My last post generated several comments about the horror stories foisted upon pregnant women, and while those about miscarriage, stillborn babies, collapsed uteruses and other horrifying endings are certainly the most disturbing and terrifying, stories about lack of sleep are definitely the most common. Enjoy your sleep now, the story teller will say with an evil glint in their eye, because after the baby comes you will never sleep again! And while there is a kernel of truth in this – my best friend, I’m sure, has not had a solid night’s sleep in nearly seven years, due to her four children aged six and under – this particular information transfer is not productive in any way. I don’t think there is a woman alive who thinks that the addition of a child to the household, whether by birth or adoption, will not affect her sleep in a negative way.

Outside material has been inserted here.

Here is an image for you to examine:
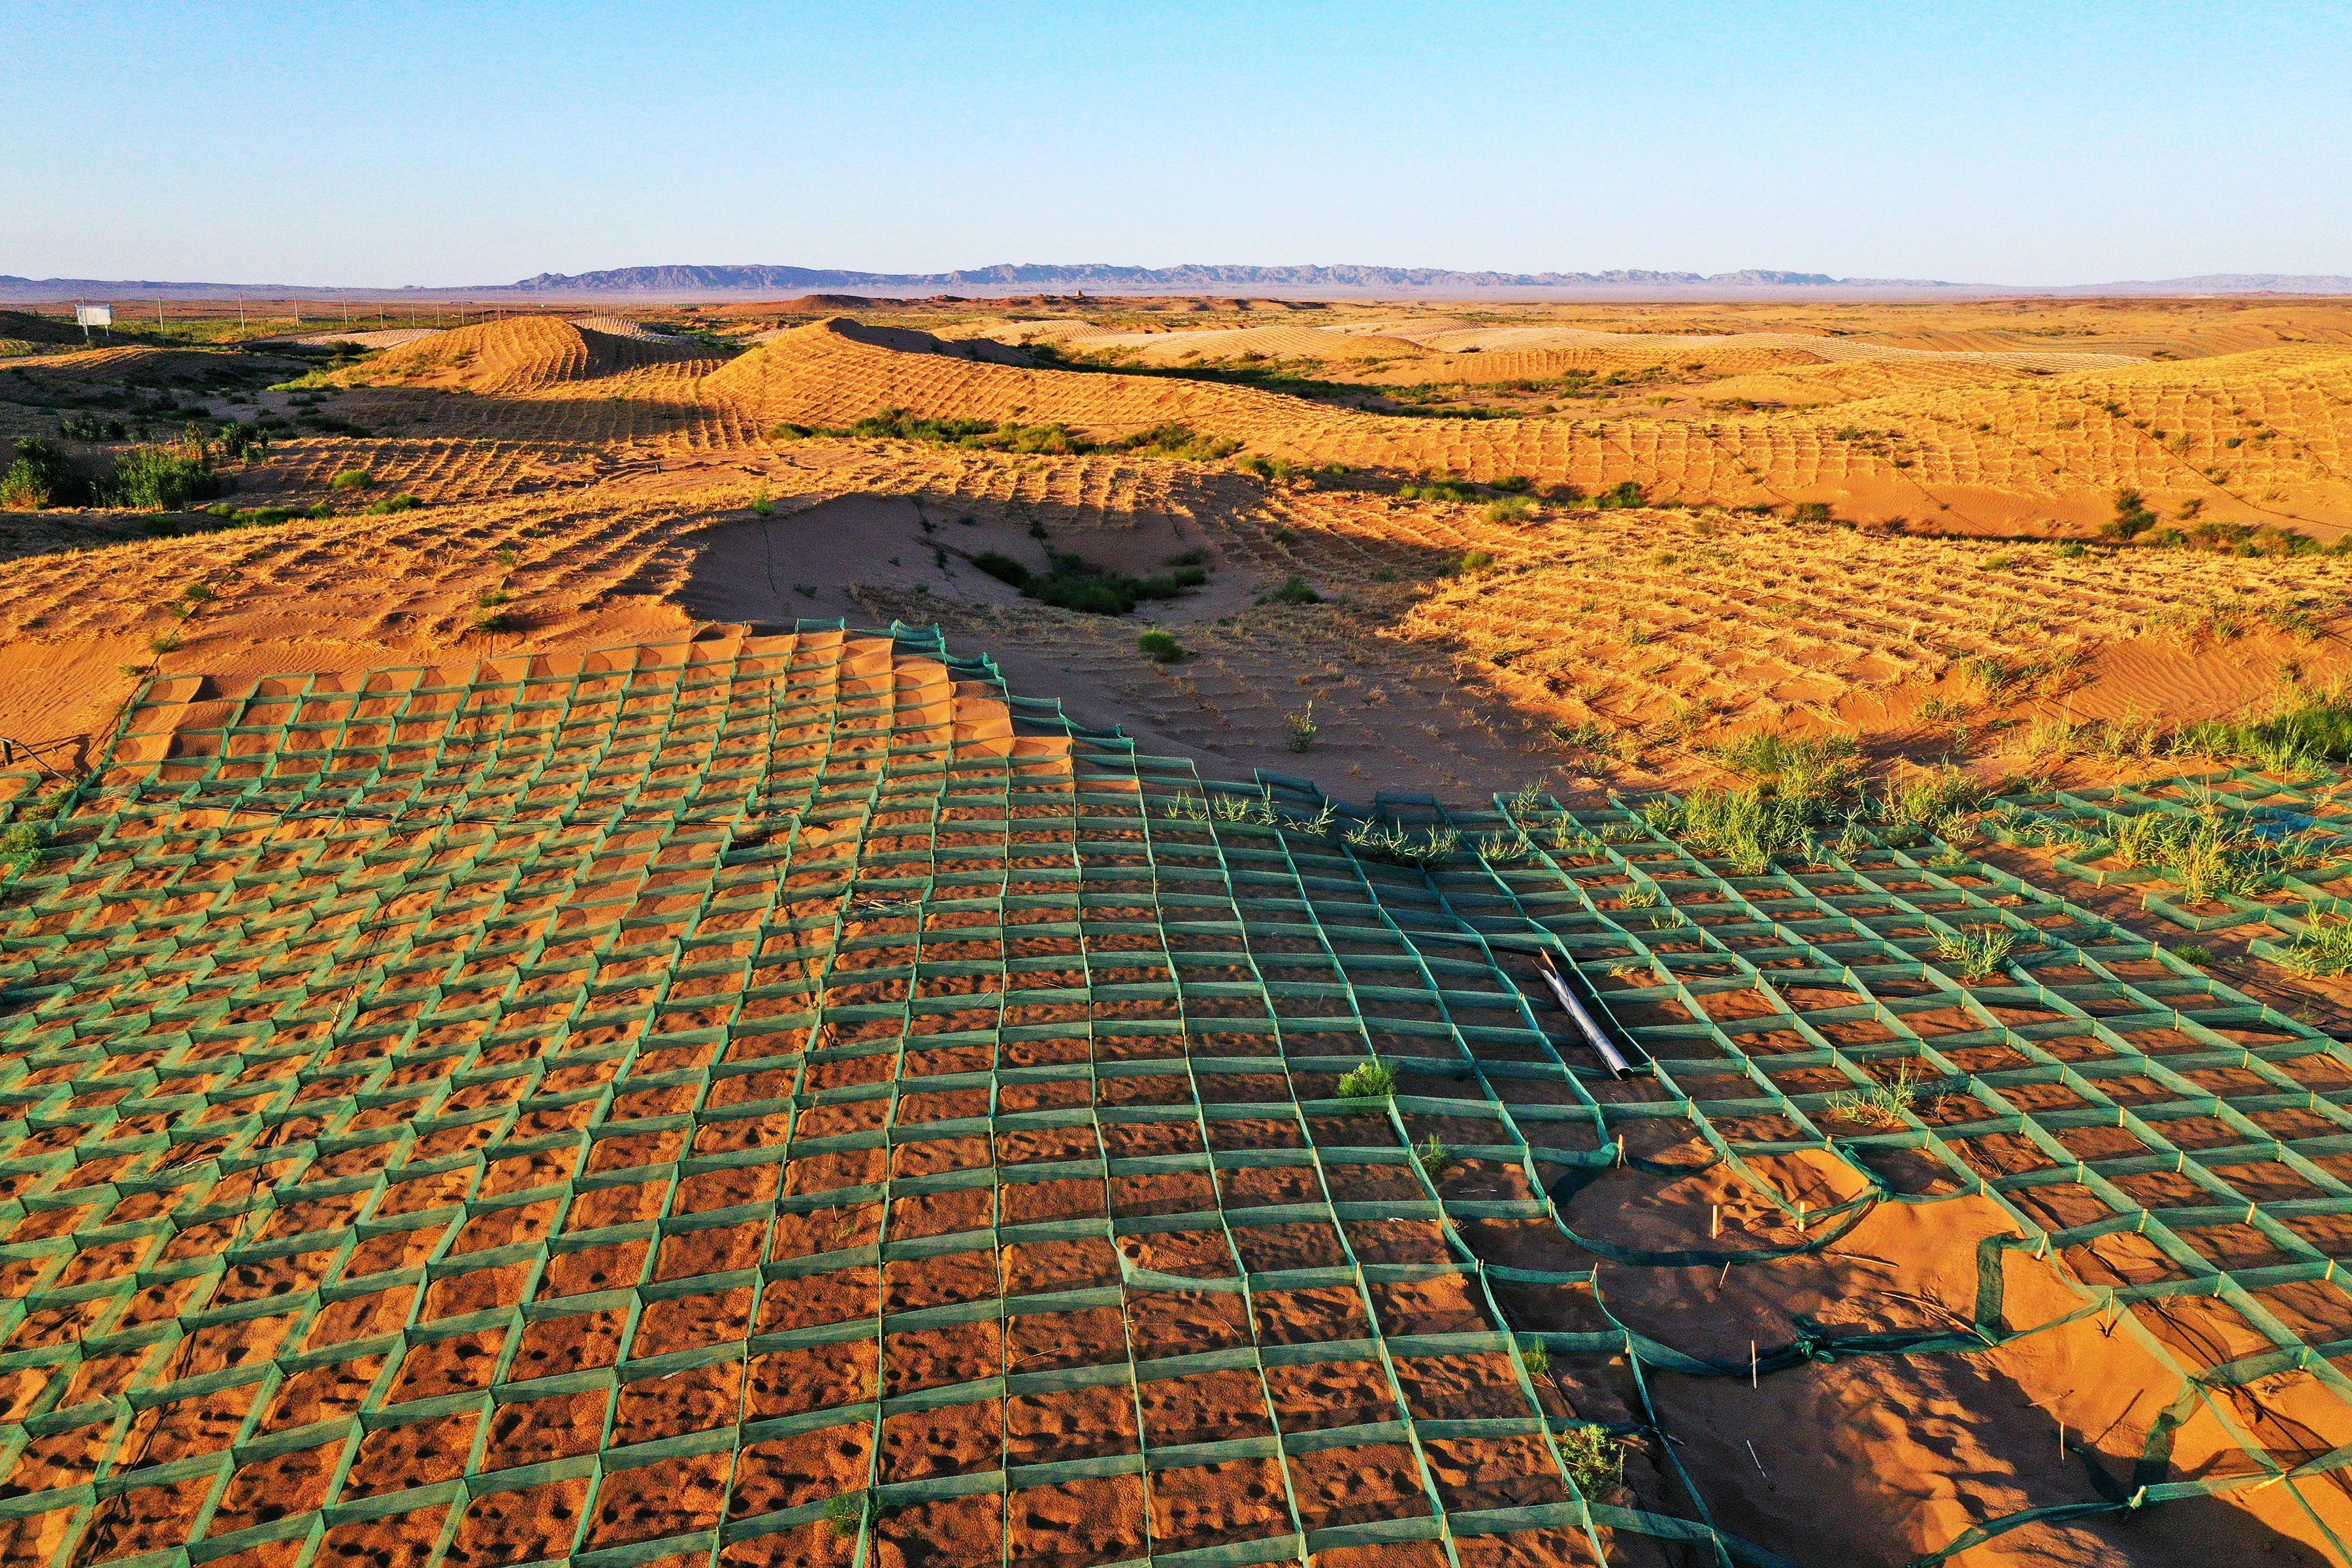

I myself expected to be essentially in a coma after each baby was born. I expected the sleep deprivation to result in my morphing into a babbling, drooling, incoherent idiot. I was pleasantly surprised to find myself actually functioning. Not that I was particularly coherent or intelligent, but I was functioning! Although comments from somewhat well-meaning older female relatives about other, ostensibly superior, babies who were sleeping through the night at two weeks of age and how well their ostensibly superior mothers were functioning would inevitably arise and destroy that feeling of well-being. Isn’t that strange? First people tell you how exhausted you are going to be after the arrival of the baby, then they tell you about amazingly rested and refreshed women and their angelic sleeping babies.

But back to the present. I have only this strange observation following my sleep marathon on Friday: I actually did not feel rested or refreshed. I was in a weird daze all day, rubbing my stiff neck and back. I felt actually less rested than on a usual night, when I get fewer than eight hours of sleep and am woken up a couple of times, either by Jake’s weird dreams – “I saw a baby elephant! And it sprayed me with water!” – or Mark’s “Hi Mom! I’m just going to the bathroom!” announcements. So, at the risk of offending my poor sleep-deprived readers, I will venture to say that ten and a half hours of sleep is, perhaps, not all it’s cracked up to be.

Comments

  1. I’ll take your word for it. 🙂

  2. So after all that, last night I got about five hours of highly interrupted sleep. But I feel the same as I did on Saturday morning. Isn’t that weird? Maybe it’s my caffeine intake.

  3. 10 and a half is too much. My ideal is 8. Uninterrupted is even too much to ask. I’ll take 8 hours of only-interrupted-once sleep, thank you.